Meine Mutter wurde im Jahr 1945 in Graz geboren – in einer Zeit des Umbruchs.
Der Zweite Weltkrieg war gerade zu Ende gegangen. Es war eine Epoche, in der es wenig Leichtigkeit gab, dafür umso mehr Leid, Entbehrung und Unsicherheit.

Auch die Jahre danach waren nicht einfach. Die Umgebung nahe Slowenien, in der sie aufgewachsen ist, war geprägt von harter Arbeit, von Verlusten und von Schmerzen, die man nicht immer in Worte fassen kann. Doch meine Mutter hat gelernt, weiterzugehen. Still, ausdauernd, mit einer inneren Stärke, die sie ihr ganzes Leben begleitet hat.

Als sie später in die Schweiz zog, hoffte sie auf einen Neuanfang. Doch auch hier war das Leben nicht immer freundlich zu Einwanderinnen. Wieder musste sie kämpfen, sich behaupten, ihren Platz finden. Und wieder tat sie es – ohne Bitterkeit, ohne Aufgeben.

Es muss für sie eine besonders wundervolle Zeit gewesen sein, als sie meinen Vater kennenlernte. Mit ihm fand sie Liebe, Halt und ein Zuhause. Ihre Hochzeit, das gemeinsame Leben und später meine Geburt waren Lichtpunkte, die ihr Leben bereichert und getragen haben.

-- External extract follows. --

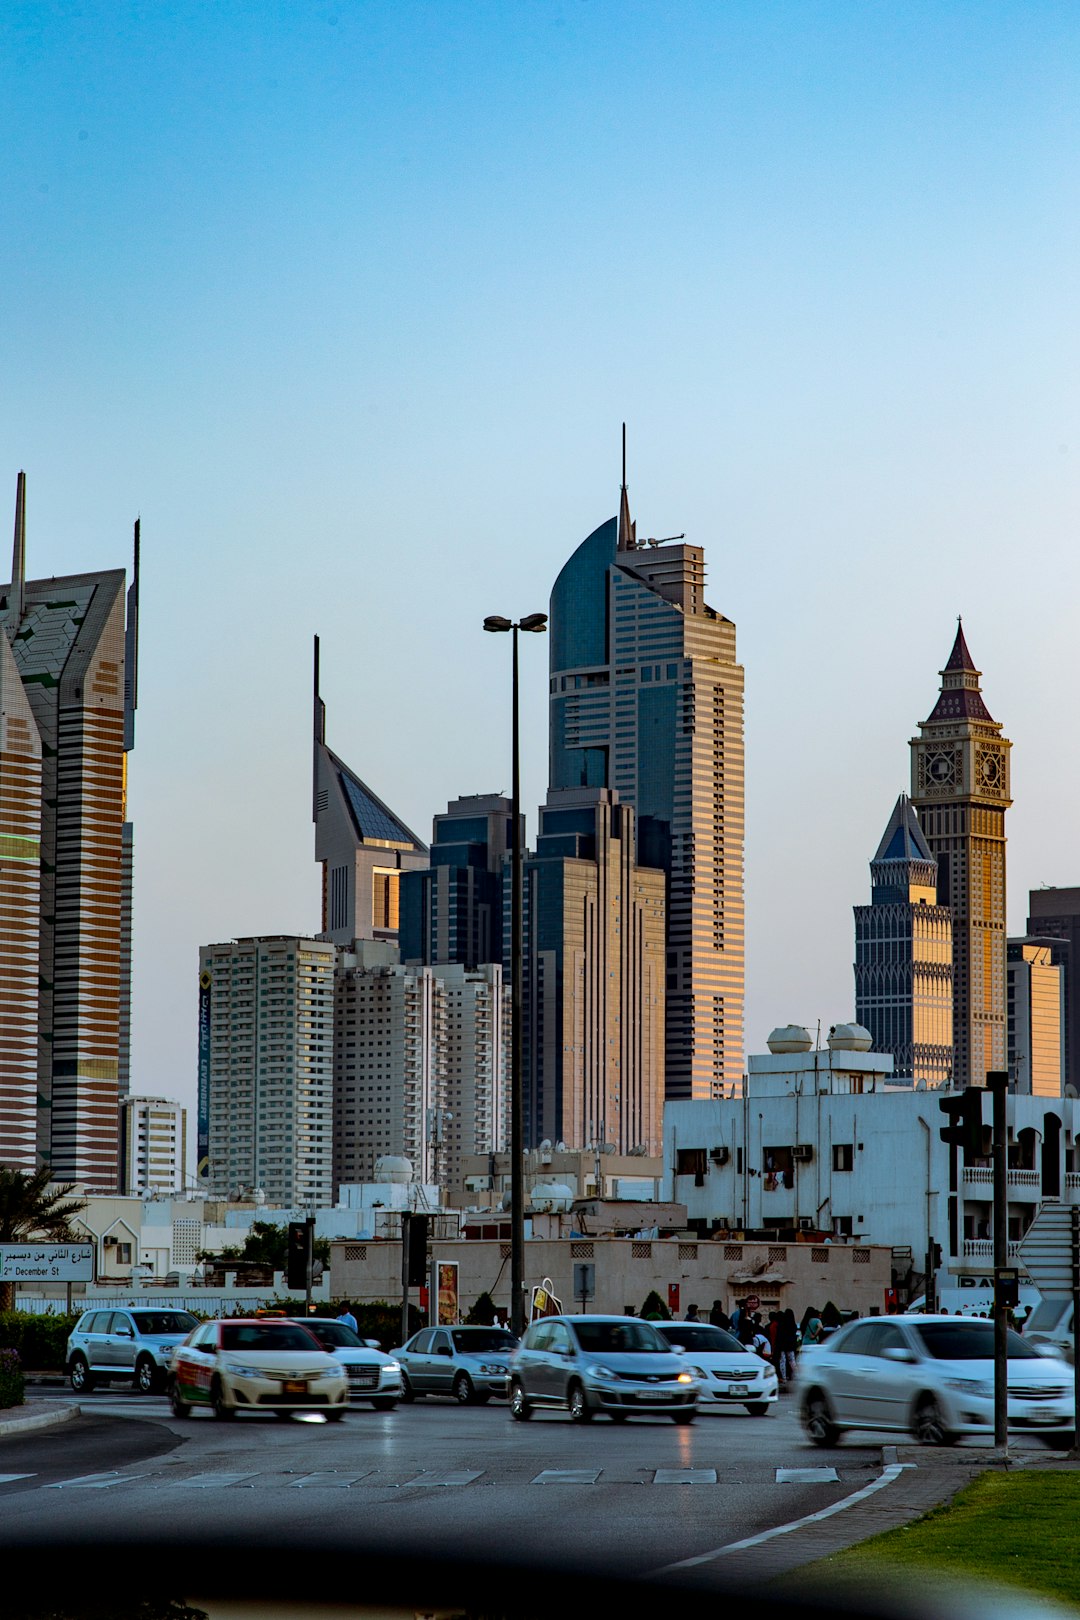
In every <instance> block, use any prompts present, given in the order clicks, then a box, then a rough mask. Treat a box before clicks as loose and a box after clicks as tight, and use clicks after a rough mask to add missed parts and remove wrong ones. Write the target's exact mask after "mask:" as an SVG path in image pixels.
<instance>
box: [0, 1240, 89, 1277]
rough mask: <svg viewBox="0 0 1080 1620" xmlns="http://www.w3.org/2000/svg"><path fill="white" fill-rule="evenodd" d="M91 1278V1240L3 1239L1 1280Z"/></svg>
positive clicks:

Mit der Zeit kamen meine Frau und unser wundervoller Sohn dazu. Wir wurden vollständig. Eine Familie. Gemeinsam fühlte es sich an, als könnten wir die ganze Welt erobern. Es war eine gute, eine reiche Zeit – voller Nähe, gemeinsamer Wege und stiller Verbundenheit.

Wir freuten uns nicht nur auf Ostern und Weihnachten. Nein, wir freuten uns auf jeden einzelnen Besuch, auf jedes Wiedersehen, auf jedes einfache Zusammensein. Diese Momente waren kostbar. Und sie sind es bis heute geblieben – in unseren Herzen.

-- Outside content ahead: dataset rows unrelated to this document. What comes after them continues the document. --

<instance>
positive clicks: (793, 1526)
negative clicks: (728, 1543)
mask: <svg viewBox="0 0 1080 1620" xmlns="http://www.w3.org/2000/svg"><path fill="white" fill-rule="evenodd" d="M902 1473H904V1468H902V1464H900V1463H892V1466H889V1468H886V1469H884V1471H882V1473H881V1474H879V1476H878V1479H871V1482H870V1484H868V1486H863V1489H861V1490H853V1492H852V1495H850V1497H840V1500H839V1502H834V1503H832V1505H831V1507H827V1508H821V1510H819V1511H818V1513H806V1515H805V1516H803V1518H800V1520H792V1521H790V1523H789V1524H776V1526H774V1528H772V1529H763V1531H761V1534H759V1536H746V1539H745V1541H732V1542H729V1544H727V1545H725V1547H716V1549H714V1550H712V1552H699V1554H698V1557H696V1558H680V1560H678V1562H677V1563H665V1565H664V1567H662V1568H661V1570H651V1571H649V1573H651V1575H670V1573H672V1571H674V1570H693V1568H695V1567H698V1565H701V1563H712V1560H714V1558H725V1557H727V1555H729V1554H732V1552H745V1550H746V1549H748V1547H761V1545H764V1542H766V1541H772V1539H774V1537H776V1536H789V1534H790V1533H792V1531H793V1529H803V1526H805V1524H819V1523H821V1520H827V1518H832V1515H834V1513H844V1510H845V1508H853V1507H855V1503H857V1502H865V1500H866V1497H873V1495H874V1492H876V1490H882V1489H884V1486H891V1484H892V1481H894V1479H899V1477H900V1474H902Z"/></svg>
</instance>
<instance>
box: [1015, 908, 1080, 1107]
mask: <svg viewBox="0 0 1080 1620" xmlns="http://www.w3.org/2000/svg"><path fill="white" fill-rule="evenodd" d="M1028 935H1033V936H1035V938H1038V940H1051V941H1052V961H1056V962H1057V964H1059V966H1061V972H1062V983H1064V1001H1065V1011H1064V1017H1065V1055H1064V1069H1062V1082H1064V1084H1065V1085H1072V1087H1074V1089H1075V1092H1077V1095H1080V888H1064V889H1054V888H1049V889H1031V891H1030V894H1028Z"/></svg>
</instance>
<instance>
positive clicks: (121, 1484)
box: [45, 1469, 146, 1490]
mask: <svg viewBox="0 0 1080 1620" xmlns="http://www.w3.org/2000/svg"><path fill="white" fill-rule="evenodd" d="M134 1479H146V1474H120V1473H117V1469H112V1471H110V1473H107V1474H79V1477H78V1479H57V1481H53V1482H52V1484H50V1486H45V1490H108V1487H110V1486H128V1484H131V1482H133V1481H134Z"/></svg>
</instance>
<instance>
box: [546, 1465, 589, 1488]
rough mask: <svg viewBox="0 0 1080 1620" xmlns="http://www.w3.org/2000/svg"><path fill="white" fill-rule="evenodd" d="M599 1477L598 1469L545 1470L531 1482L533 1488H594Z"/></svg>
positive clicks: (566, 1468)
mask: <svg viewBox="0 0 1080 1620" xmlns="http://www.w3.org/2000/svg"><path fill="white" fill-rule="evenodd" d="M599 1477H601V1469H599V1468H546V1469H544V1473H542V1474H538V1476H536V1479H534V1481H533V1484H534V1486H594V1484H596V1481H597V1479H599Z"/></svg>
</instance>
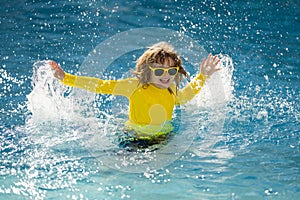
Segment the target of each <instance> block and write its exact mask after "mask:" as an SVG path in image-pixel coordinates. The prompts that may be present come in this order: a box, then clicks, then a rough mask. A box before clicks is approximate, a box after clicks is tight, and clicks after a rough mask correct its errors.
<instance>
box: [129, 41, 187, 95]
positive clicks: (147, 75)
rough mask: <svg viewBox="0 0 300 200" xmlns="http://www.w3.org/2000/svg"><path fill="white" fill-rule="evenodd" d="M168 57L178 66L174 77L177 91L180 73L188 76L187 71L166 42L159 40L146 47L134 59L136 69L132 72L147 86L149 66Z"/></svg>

Es war eine schöne Zeit. Eine Zeit, die uns niemand nehmen kann. Eine Zeit, die uns ein Leben lang begleiten wird.

Ich danke allen, die Teil davon waren. Und ganz besonders danke ich dir, Mami. Du warst ein entscheidender Faktor dafür, dass wir über so viele lange Jahre ein so gutes Team sein durften.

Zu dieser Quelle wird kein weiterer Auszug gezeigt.